Когда Дайнека вернулась домой, ей стало еще скучнее, и она снова прильнула к окну. Спустя полчаса поняла, что за годы проживания в этом доме многое пропустила. Она совсем ничего не знала про соседей в крыле напротив, хотя замкнутый двор-колодец располагал к наблюдениям. Подумав об этом, она сообразила: возможности у всех равные, за ней тоже могли подсматривать. На четвертом этаже противоположного крыла дома за балконными прутьями Дайнека разглядела старуху, сидящую в инвалидной коляске. Та была укутана в пуховик, а поверх него замотана шалью. Видела ли ее старуха? Наверное, видела. Что еще ей делать, кроме как смотреть на окна соседей?
Балконная дверь открылась, вышла легко одетая девушка, развернула кресло-каталку и втолкнула в помещение.
Дайнека задернула шторы. В дверь позвонили, она поспешила в прихожую. На пороге стоял тот же парень, что приходил за передником.
– Простите…
– Заходи, – Дайнека отступила в глубь прихожей.
Парень вошел.
– Найдется у вас турка?
– Чаю хочешь? – с ходу предложила она.
– Мне нужна турка. – Он показал наверх. – Там сцену с кофе снимают…

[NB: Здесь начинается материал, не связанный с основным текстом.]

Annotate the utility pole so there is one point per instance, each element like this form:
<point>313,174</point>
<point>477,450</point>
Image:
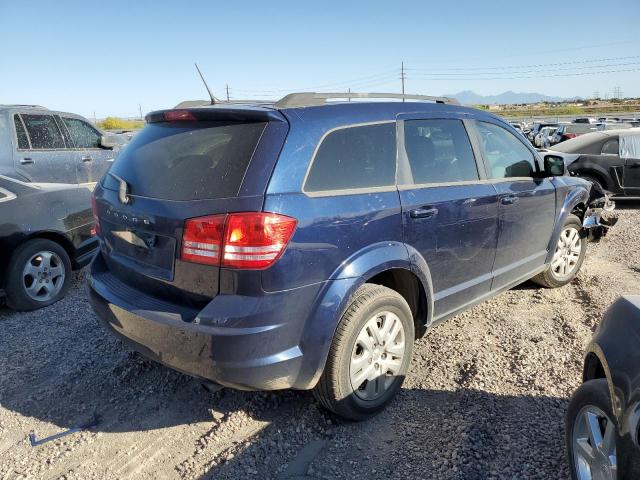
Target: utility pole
<point>402,77</point>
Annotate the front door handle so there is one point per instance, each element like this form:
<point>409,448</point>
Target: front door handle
<point>423,212</point>
<point>509,200</point>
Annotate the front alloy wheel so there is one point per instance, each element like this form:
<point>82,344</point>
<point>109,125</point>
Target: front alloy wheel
<point>377,356</point>
<point>594,445</point>
<point>567,255</point>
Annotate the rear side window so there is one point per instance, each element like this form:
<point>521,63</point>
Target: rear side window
<point>187,160</point>
<point>610,147</point>
<point>43,132</point>
<point>506,156</point>
<point>21,133</point>
<point>354,157</point>
<point>82,134</point>
<point>439,151</point>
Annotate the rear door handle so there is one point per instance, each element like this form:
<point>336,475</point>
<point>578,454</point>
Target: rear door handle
<point>509,200</point>
<point>423,212</point>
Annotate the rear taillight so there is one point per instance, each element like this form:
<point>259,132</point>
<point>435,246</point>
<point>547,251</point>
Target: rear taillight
<point>202,239</point>
<point>238,240</point>
<point>94,209</point>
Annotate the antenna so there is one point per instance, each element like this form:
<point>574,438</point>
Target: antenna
<point>213,99</point>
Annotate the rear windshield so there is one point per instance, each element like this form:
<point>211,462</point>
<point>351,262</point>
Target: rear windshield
<point>589,143</point>
<point>187,161</point>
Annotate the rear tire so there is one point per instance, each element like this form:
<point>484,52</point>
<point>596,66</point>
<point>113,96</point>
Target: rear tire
<point>38,274</point>
<point>568,256</point>
<point>369,355</point>
<point>592,401</point>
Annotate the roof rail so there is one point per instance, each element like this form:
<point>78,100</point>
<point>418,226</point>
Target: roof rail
<point>17,105</point>
<point>305,99</point>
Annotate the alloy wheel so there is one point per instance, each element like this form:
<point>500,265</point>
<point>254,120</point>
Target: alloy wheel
<point>43,276</point>
<point>377,356</point>
<point>567,254</point>
<point>594,445</point>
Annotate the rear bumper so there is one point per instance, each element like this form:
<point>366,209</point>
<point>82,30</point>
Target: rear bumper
<point>248,343</point>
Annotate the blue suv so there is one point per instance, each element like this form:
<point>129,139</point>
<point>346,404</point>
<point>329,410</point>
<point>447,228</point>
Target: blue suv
<point>307,243</point>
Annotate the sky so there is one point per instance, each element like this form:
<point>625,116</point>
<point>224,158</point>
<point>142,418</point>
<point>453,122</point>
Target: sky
<point>118,57</point>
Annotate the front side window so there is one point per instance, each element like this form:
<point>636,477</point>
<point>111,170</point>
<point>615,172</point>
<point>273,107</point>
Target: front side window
<point>439,151</point>
<point>82,134</point>
<point>43,132</point>
<point>505,155</point>
<point>354,157</point>
<point>610,147</point>
<point>23,140</point>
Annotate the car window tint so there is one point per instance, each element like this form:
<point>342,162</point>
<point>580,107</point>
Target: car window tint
<point>82,134</point>
<point>43,131</point>
<point>439,151</point>
<point>355,157</point>
<point>506,156</point>
<point>610,147</point>
<point>23,141</point>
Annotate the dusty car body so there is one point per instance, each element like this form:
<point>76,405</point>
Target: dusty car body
<point>45,233</point>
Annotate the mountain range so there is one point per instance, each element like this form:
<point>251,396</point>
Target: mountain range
<point>468,97</point>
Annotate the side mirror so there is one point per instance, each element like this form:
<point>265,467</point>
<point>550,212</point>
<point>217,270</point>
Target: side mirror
<point>554,166</point>
<point>110,141</point>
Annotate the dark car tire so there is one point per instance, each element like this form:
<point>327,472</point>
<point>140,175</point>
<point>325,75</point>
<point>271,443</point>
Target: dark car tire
<point>593,393</point>
<point>549,277</point>
<point>334,391</point>
<point>17,296</point>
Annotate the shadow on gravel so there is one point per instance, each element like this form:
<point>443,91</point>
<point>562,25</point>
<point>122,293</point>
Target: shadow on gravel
<point>463,434</point>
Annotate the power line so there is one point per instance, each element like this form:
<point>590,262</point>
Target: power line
<point>522,72</point>
<point>576,62</point>
<point>601,72</point>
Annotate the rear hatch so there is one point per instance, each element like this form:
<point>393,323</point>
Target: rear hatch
<point>183,164</point>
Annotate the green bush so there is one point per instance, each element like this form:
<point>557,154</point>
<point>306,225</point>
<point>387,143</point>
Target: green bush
<point>114,123</point>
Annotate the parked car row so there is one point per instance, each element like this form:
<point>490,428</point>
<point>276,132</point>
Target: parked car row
<point>608,159</point>
<point>230,249</point>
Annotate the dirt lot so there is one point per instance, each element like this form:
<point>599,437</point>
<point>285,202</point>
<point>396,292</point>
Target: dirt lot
<point>485,396</point>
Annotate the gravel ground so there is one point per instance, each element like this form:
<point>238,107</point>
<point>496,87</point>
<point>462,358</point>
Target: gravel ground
<point>485,396</point>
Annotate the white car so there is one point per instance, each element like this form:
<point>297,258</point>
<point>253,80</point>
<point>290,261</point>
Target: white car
<point>543,138</point>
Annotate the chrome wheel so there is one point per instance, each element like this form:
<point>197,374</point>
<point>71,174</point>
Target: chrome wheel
<point>43,276</point>
<point>594,445</point>
<point>376,358</point>
<point>567,255</point>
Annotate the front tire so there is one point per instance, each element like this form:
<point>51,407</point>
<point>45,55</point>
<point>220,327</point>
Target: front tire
<point>568,256</point>
<point>591,433</point>
<point>38,275</point>
<point>369,355</point>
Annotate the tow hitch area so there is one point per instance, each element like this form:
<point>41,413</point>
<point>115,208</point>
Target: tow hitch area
<point>598,217</point>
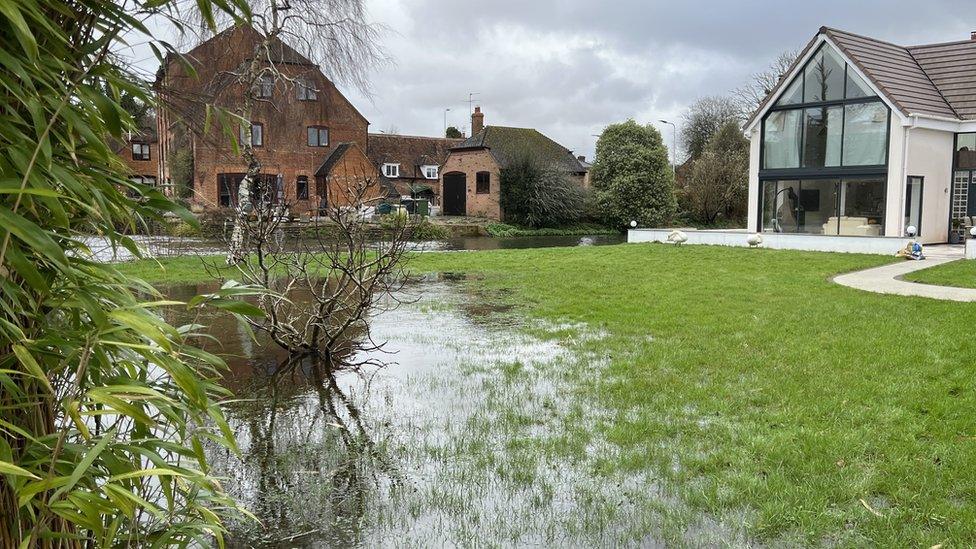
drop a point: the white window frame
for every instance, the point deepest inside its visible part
(306, 91)
(144, 152)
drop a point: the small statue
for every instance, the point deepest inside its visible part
(912, 250)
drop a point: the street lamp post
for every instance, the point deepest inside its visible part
(674, 145)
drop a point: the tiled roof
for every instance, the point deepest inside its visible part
(410, 152)
(952, 68)
(895, 72)
(507, 144)
(936, 79)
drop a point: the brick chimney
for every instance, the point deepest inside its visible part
(477, 121)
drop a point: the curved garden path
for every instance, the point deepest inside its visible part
(887, 278)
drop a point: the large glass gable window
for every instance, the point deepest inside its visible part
(827, 117)
(824, 153)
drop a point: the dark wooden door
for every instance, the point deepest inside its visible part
(455, 194)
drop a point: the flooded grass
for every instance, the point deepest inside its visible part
(649, 395)
(475, 434)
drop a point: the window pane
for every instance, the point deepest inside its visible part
(966, 151)
(913, 204)
(824, 76)
(865, 134)
(817, 211)
(793, 94)
(822, 137)
(780, 202)
(781, 141)
(856, 86)
(257, 135)
(862, 207)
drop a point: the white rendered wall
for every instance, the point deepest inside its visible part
(930, 156)
(895, 193)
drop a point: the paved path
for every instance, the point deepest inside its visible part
(886, 279)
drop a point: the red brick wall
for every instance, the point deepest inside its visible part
(470, 163)
(285, 150)
(147, 168)
(353, 178)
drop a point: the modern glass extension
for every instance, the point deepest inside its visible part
(825, 154)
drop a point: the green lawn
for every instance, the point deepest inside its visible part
(957, 273)
(758, 388)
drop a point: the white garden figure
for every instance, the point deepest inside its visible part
(677, 237)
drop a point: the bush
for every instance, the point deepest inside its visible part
(504, 230)
(632, 177)
(717, 191)
(183, 229)
(536, 194)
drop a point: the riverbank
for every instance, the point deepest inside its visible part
(759, 392)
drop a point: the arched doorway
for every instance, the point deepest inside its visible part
(455, 194)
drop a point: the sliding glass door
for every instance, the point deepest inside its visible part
(851, 207)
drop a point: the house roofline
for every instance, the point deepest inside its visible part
(808, 52)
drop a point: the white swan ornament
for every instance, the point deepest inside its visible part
(677, 237)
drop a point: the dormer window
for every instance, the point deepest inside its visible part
(140, 151)
(306, 91)
(257, 135)
(264, 87)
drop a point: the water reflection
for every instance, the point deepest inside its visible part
(474, 434)
(309, 465)
(167, 246)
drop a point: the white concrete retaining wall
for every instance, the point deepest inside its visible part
(779, 241)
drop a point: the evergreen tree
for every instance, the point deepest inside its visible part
(632, 176)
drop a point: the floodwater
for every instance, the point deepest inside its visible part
(168, 246)
(473, 434)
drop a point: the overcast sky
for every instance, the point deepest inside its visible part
(570, 67)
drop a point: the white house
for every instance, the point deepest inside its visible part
(866, 138)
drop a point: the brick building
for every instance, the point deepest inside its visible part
(470, 177)
(138, 152)
(410, 165)
(298, 122)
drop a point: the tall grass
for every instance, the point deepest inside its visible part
(104, 407)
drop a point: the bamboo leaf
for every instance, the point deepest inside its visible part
(11, 469)
(27, 361)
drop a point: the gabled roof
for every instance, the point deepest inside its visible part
(936, 80)
(894, 71)
(507, 144)
(952, 68)
(409, 151)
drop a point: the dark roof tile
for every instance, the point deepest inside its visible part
(935, 79)
(410, 152)
(506, 144)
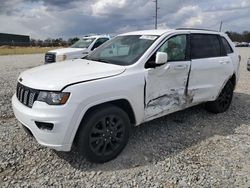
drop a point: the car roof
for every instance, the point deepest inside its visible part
(147, 32)
(169, 31)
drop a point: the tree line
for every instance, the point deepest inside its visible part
(239, 37)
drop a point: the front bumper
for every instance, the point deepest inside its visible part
(59, 138)
(248, 65)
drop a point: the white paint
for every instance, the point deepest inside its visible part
(75, 53)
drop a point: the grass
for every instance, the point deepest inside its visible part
(10, 50)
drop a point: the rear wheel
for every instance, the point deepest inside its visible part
(103, 134)
(222, 103)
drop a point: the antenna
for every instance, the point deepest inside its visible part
(156, 12)
(221, 25)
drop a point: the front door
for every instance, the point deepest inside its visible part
(211, 67)
(166, 84)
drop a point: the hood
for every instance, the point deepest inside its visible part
(62, 51)
(56, 76)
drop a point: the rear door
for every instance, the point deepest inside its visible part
(210, 67)
(166, 84)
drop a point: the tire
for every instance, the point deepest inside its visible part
(222, 103)
(103, 134)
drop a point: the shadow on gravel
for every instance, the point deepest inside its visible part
(164, 137)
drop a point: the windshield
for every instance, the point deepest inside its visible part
(123, 50)
(83, 43)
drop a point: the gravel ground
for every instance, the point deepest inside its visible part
(191, 148)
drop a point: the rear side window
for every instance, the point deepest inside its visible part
(205, 46)
(226, 45)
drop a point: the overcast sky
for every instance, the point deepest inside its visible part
(68, 18)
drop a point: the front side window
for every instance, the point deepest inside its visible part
(205, 46)
(83, 43)
(226, 45)
(123, 50)
(175, 47)
(99, 42)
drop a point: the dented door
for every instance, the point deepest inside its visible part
(211, 68)
(166, 84)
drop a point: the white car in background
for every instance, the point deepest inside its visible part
(79, 49)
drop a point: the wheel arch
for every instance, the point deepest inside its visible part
(232, 79)
(124, 104)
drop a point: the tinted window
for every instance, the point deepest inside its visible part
(99, 42)
(123, 50)
(226, 45)
(204, 46)
(175, 47)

– Идем, – Дайнека двинулась в кухню. Поколебавшись, парень пошел за ней. – Тебя как зовут? – спросила она.
– Сергей.
– Меня – Дайнека.
– Будем знакомы.
– Вот, – она протянула ему турку. – Сгодится?
– Вполне. Можно ее взять?
– Бери.
У двери он обернулся.
– А как насчет чая… Можно прийти?
– Приходи.
– Минуть через пять.
– Давай, а я пока заварю.
Когда он вернулся, они сели за круглый стол, на котором стояли чайник и тарелка с печеньем.
– Как ты здесь оказался? – спросила Дайнека, поставив перед ним кружку с горячим чаем.